Her mom (my aunt) kept warning her:
“You don’t need a 20-step night routine. Your skin’s fine.”
But of course it was all “Mom, you wouldn’t understand.”
Her skin actually did start to improve… until it didn’t. It got irritated, sensitive, and worse than before.
Now? She uses one gentle product. Her skin’s healing.
All that hype? Just another overcomplicated ritual we convinced ourselves we needed.
This is what consumerism does.
We start losing our personalities without realizing.
We copy the people we watch. Their style becomes our style. Their likes become our likes.
Is my favourite song actually my favourite song… or have I just heard it too many times on TikTok?
Do I actually like skinny jeans… or did Alix Earle tell me they’re back in?
Do I want lip filler… or is it just because every influencer on my feed has it?
It’s scary how our tastes are being rewritten in real time and we don’t even notice it.
Who even are we anymore?
Who am I without a constant murmuring in the background telling me what’s “in season”?
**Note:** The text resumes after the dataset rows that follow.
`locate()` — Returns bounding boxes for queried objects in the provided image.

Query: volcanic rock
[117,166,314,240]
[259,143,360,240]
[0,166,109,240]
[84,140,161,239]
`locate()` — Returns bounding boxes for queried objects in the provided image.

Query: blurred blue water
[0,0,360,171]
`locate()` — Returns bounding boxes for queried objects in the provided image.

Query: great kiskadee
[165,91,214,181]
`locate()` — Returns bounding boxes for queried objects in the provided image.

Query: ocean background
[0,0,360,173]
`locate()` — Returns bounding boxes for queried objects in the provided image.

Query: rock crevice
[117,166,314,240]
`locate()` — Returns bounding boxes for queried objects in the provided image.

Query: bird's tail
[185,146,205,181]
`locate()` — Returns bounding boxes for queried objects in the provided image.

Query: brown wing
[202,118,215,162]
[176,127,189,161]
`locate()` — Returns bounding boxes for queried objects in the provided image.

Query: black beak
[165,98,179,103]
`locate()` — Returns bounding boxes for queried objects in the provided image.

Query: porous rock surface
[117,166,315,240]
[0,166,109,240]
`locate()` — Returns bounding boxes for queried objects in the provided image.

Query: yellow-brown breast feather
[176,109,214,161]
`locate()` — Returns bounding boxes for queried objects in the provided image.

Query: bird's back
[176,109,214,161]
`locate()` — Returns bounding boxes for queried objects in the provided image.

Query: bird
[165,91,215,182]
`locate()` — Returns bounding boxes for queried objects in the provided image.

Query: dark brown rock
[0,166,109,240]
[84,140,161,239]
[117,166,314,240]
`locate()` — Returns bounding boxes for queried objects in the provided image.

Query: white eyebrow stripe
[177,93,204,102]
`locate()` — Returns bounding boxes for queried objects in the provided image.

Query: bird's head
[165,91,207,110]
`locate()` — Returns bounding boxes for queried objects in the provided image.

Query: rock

Have you seen those TikToks that are like, “So what are we wearing this summer?”
Excuse me???
I’m wearing whatever the f*ck I want.
Two years ago, denim skirts were “in”.they were the moment. Now they’re being dismissed as “church girl core” or “weird.”
But you know what?
I love denim skirts.
I’ll wear one whenever I want to.
I’m not going to let social media decide what I’m allowed to feel cute in.
I’m actually glad to say I’ve reached a point where I don’t fall for every trend the second it pops up. (Still human though.So yeah, sometimes it happens. But I recover faster.)
If I feel good in something , it’s staying on, regardless of what the trend forecast says.
⸻
So here’s the thing:
I’m learning to pause.
To stop chasing every trend that goes viral.
To ask myself, Do I actually like this? Or have I just been exposed to it 50 times in the past two days?
It’s not easy.
The internet is loud. The desire is constant. The keychains are… terrifying.
But every day I scroll past a Labubu without buying one?
That’s a win.
xoxo,
emaan
Moral of the story u r absolutely right just stick to what you like… trends are such a capitalist thing and rly wasteful 😭
Propaganda I'm not falling for is Labubu and Sonny's angels like no, let's go back to saving money for something that matters like idk shoes?? Side note Where do people get money for all this stuff??